36. huoills del cor: l’espressione ‘occhi del cuore’, conservata soltanto da g (T escluso) + B, ha origine nell’epistola paolina Ad Ephesios 1,18: «illuminatos oculos cordis vestri», ed ha avuto grande fortuna nell’allegoresi biblica, trovando in S. Agostino colui che «begründet die antike und biblische Metapher von den Augen des Herzen [...] theoretisch neu» (G. Schleusener-Eichholz, Das Auge im Mittelalter, München, Fink 1985, II, pp. 1019-20; ma è da vedere l’intero paragrafo, pp. 1019-40, dedicato alla presenza del motivo nella Patristica e nella letteratura medio-altotedesca). Utile anche R. H. Cline, Heart and Eyes, RPh, XXV (1971), pp. 263-97, che propone un excursus sui rapporti occhi-cuore dalla tradizione classica a quella francese e provenzale medievale; indicazioni più specifiche sulla fortuna dell’espressione fra i trovatori occitanici vengono da O. Schultz-Gora, «Augen des Herzen» im Provenzalischen und Altfranzösischen, ZrPh, XXIX (1905), pp. 337-40 e da Wechssler 1909, pp. 376-83, che offrono una serie di passi che può essere utile riportare secondo le edizioni correnti:
i) occhi del cuore (da Schultz-Gora): DPrad 124,9 (dubbie II), 22 e Quatre vertus cardinales (Stickeney 1879), 215-16; Peirol 366,14 (VIII), 33-34; anom 461,240 (Schultz[-Gora] 1888, p. 31), 33-34; Sord, Ensenhamen d’onor (XLIII), 494-95; la poesia religiosa Auiaç, si Deus vos alça (Levy 1887, p. 202), 542-44; nell’ed. Mouzat il v. 27 di GcFaid 167,60 (XI), schedato da Wechssler, suona «q’ades i teing lo cor e·ls huoills amdos» (los huelh del cor è la lezione largamente maggioritaria dei mss. CDEFGIKL NO[P]QS). Oltre agli «euz du cuer» al v. 9 di Thibaut de Champagne, Douce dame, tout autre pensement (R315 e n° 240,22 di Linker 1979; ed. Wallensköld 1925, p. 31), 9 citato da C. Lee, La solitudine del cuore: caratteri della lirica cortese in Francia, in Bruni 1988, pp. 49-78, a p. 70, aggiungo GcFaid 167,68 (LII), 17: «c’ab los huoills del cor vos remire».
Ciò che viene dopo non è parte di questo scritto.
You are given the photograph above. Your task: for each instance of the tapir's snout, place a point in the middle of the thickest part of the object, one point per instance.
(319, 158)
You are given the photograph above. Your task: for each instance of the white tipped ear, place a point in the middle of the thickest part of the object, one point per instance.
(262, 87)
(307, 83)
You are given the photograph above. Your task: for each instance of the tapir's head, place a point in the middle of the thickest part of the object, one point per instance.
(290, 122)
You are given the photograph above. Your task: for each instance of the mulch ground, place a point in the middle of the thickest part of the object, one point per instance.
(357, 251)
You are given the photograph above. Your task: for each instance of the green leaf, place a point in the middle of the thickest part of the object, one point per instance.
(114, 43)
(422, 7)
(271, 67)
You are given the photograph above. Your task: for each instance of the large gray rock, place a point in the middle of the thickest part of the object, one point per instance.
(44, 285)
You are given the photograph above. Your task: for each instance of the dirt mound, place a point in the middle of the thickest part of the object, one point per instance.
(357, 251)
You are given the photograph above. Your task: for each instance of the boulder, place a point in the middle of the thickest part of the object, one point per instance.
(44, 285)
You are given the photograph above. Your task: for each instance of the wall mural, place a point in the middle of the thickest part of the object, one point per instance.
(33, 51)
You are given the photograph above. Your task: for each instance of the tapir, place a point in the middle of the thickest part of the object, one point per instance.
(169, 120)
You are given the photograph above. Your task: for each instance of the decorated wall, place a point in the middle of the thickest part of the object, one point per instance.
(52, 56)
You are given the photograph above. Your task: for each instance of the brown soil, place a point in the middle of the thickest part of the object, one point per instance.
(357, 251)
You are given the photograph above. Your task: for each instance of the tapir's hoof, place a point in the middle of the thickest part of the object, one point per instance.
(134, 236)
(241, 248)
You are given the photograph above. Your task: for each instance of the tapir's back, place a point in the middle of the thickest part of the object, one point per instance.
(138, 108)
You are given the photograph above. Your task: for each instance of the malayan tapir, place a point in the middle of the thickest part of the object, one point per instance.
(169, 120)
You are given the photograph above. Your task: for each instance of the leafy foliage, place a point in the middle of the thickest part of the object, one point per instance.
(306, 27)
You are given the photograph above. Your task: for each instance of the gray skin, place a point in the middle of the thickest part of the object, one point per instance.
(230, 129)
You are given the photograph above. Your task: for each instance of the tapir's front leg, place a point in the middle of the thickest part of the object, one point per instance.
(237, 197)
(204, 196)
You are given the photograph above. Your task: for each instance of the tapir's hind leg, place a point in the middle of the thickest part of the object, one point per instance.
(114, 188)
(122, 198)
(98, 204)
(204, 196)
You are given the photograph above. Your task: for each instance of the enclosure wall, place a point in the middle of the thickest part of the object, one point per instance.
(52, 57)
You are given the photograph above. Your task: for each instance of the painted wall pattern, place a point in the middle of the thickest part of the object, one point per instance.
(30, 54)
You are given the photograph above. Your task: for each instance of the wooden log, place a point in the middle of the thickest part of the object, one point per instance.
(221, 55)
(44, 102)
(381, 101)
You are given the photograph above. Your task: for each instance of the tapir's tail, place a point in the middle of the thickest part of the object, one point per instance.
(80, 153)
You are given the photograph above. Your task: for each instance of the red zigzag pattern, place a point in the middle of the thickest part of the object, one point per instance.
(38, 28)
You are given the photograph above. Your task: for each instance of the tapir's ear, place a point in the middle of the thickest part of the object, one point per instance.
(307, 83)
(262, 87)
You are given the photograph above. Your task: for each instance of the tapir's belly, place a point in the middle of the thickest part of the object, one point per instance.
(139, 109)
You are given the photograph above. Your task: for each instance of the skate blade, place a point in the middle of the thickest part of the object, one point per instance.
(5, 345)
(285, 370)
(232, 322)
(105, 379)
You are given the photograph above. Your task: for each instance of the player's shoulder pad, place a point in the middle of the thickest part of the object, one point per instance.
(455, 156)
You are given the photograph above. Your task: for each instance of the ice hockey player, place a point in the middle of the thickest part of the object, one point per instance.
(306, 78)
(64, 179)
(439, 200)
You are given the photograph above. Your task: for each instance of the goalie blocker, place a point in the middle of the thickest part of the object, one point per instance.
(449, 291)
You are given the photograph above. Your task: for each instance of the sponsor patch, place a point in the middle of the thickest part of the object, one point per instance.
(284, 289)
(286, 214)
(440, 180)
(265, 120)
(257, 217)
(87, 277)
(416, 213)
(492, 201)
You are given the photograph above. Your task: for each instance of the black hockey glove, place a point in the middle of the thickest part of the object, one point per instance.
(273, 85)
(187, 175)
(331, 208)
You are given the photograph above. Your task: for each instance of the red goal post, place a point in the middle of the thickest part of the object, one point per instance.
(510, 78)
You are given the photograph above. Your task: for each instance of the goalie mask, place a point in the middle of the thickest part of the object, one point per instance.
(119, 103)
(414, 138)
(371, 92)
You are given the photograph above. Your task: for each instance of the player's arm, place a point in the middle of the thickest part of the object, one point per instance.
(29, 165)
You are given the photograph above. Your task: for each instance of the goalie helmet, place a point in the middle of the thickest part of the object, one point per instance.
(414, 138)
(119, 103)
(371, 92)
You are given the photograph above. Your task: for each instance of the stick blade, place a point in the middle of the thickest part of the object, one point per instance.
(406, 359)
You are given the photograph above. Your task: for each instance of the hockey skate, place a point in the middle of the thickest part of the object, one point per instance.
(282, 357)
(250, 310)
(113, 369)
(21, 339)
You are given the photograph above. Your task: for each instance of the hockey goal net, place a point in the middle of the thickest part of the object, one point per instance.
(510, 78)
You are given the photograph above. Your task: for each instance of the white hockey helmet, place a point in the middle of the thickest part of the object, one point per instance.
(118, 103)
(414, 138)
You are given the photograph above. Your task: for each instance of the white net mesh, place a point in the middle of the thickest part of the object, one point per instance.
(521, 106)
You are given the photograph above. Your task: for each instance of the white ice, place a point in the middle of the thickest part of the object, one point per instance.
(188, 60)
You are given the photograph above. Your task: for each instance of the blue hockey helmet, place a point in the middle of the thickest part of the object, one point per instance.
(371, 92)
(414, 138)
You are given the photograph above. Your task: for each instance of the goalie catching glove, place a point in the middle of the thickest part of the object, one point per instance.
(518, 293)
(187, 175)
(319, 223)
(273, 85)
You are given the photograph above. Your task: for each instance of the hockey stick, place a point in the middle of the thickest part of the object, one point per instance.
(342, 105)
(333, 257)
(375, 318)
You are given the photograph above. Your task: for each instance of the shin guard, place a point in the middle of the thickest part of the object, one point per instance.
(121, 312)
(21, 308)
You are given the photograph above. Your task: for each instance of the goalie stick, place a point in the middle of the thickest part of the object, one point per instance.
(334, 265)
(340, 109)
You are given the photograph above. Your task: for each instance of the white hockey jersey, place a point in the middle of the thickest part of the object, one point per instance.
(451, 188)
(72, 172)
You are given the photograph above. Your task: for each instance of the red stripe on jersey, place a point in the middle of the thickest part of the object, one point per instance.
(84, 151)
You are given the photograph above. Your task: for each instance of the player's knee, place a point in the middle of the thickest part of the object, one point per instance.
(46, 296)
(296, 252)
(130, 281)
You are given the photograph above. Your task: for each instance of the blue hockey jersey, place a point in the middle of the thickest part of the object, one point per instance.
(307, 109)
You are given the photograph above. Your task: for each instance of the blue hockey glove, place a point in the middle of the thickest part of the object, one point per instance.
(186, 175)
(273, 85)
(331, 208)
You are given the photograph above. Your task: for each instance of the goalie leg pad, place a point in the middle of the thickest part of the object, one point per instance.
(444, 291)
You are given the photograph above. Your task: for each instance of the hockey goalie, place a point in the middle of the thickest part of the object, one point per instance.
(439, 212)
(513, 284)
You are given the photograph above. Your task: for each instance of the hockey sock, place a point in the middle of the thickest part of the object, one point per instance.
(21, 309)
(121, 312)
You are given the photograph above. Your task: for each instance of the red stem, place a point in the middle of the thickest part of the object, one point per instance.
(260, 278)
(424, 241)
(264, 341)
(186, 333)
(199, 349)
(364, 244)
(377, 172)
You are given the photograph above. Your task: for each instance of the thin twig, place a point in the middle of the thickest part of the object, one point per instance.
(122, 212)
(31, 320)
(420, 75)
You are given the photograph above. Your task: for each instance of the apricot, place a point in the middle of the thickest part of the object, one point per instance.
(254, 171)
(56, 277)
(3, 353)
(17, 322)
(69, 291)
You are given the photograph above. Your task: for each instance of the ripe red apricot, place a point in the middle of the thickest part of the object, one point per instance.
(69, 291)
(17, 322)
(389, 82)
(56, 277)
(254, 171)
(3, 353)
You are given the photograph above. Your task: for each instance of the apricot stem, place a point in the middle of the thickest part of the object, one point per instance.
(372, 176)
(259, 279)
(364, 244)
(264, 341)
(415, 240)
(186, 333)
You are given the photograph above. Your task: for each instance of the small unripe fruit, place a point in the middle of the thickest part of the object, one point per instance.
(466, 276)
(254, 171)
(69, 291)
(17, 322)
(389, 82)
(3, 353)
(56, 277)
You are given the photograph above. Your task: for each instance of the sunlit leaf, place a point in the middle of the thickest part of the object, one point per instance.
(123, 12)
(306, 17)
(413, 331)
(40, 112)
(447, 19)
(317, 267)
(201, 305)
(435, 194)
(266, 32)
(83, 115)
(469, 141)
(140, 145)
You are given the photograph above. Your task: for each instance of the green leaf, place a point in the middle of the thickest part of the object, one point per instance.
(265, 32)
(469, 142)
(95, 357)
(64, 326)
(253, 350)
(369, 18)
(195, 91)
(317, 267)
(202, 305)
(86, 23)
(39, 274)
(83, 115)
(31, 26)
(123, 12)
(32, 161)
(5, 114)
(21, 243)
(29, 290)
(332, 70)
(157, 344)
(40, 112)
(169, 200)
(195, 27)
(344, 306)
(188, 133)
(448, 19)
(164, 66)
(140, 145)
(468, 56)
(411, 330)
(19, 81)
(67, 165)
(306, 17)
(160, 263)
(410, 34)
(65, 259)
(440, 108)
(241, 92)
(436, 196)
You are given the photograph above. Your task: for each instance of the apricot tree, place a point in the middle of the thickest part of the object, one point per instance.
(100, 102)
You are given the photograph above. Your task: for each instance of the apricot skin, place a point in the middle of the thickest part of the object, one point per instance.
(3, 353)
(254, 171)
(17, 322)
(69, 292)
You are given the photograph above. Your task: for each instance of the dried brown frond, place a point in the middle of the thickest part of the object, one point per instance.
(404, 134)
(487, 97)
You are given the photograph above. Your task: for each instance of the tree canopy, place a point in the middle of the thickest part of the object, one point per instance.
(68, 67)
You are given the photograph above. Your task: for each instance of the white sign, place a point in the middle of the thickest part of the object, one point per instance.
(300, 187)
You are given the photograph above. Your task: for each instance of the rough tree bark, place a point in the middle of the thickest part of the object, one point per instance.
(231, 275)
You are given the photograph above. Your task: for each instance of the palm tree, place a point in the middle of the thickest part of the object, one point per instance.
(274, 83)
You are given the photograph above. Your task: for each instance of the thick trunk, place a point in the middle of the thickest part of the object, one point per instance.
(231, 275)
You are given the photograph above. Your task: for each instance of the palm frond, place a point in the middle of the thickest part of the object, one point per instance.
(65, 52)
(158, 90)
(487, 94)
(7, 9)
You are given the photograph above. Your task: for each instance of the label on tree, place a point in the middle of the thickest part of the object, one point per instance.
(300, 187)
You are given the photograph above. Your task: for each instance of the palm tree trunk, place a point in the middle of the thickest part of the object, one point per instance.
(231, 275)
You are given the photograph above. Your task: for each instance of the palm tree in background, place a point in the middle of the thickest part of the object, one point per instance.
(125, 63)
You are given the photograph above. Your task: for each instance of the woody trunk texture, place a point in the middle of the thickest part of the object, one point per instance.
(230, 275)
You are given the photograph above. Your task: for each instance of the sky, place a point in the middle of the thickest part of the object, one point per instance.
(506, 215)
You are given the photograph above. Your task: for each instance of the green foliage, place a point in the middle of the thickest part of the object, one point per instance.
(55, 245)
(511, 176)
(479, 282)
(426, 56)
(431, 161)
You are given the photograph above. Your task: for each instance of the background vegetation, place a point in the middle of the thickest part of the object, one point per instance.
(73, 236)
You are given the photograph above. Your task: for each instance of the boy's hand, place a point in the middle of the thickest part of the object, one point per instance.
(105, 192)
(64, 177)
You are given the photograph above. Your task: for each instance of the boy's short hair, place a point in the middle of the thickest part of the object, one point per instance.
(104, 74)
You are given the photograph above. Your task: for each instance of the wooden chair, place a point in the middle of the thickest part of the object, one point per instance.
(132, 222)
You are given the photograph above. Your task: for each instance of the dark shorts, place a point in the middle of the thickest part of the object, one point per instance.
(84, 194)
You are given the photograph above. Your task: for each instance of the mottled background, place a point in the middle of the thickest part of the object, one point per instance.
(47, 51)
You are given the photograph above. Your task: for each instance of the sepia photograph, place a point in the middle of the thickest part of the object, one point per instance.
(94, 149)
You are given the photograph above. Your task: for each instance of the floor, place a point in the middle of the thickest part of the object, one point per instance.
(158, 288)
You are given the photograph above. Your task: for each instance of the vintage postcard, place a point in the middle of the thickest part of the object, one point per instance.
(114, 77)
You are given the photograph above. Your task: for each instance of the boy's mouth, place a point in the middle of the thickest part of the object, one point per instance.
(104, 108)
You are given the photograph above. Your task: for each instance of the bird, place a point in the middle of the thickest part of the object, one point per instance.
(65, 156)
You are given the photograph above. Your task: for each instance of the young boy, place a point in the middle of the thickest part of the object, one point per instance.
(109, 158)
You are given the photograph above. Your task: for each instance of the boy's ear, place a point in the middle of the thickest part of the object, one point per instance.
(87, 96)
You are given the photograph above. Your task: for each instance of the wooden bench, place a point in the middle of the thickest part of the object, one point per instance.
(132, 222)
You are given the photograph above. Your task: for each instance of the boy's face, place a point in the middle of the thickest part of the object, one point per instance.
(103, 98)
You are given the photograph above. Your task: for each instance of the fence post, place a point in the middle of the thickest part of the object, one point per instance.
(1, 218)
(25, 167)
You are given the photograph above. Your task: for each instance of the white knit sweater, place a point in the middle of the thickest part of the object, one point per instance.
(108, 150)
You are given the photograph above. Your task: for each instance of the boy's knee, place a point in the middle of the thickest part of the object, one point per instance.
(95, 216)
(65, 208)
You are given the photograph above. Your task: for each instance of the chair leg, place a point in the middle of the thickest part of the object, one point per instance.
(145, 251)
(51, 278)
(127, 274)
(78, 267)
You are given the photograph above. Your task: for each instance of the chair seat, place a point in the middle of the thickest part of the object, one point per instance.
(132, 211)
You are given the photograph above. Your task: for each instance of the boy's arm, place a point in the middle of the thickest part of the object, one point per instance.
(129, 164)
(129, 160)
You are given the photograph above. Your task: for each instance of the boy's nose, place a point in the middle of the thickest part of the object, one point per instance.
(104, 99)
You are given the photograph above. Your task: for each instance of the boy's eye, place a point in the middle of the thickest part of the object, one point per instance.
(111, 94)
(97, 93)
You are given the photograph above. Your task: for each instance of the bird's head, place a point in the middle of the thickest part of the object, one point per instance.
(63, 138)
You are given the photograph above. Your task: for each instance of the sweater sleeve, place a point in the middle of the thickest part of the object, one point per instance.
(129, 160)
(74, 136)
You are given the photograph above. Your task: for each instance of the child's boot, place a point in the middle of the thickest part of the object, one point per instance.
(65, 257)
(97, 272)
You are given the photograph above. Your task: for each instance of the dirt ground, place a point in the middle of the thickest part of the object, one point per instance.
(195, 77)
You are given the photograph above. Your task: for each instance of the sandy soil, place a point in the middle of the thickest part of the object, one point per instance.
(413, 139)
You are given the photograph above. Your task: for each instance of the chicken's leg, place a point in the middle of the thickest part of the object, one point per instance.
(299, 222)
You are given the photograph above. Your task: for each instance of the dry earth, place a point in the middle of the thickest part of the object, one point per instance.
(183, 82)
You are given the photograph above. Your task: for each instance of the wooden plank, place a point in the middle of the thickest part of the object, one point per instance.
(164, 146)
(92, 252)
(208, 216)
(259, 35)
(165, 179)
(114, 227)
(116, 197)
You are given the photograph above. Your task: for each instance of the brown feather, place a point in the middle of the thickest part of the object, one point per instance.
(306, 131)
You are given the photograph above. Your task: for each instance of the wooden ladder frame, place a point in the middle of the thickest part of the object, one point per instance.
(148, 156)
ii) vedere col cuore (da Wechssler): AimPeg 10,20 (XX), 41-42; BnVent 70,41 (XLI), 41-42; FqMars 155,21 ( VII), 45-48 (e cfr. FqMars 155,1 [ V], 19: «que·l cor plora»); UcBrun 450,4 (IV), 49-53; il salut d’amor di ArnMar Tant m’abellis e·m platz (Bec 1961, n. III), 130-31.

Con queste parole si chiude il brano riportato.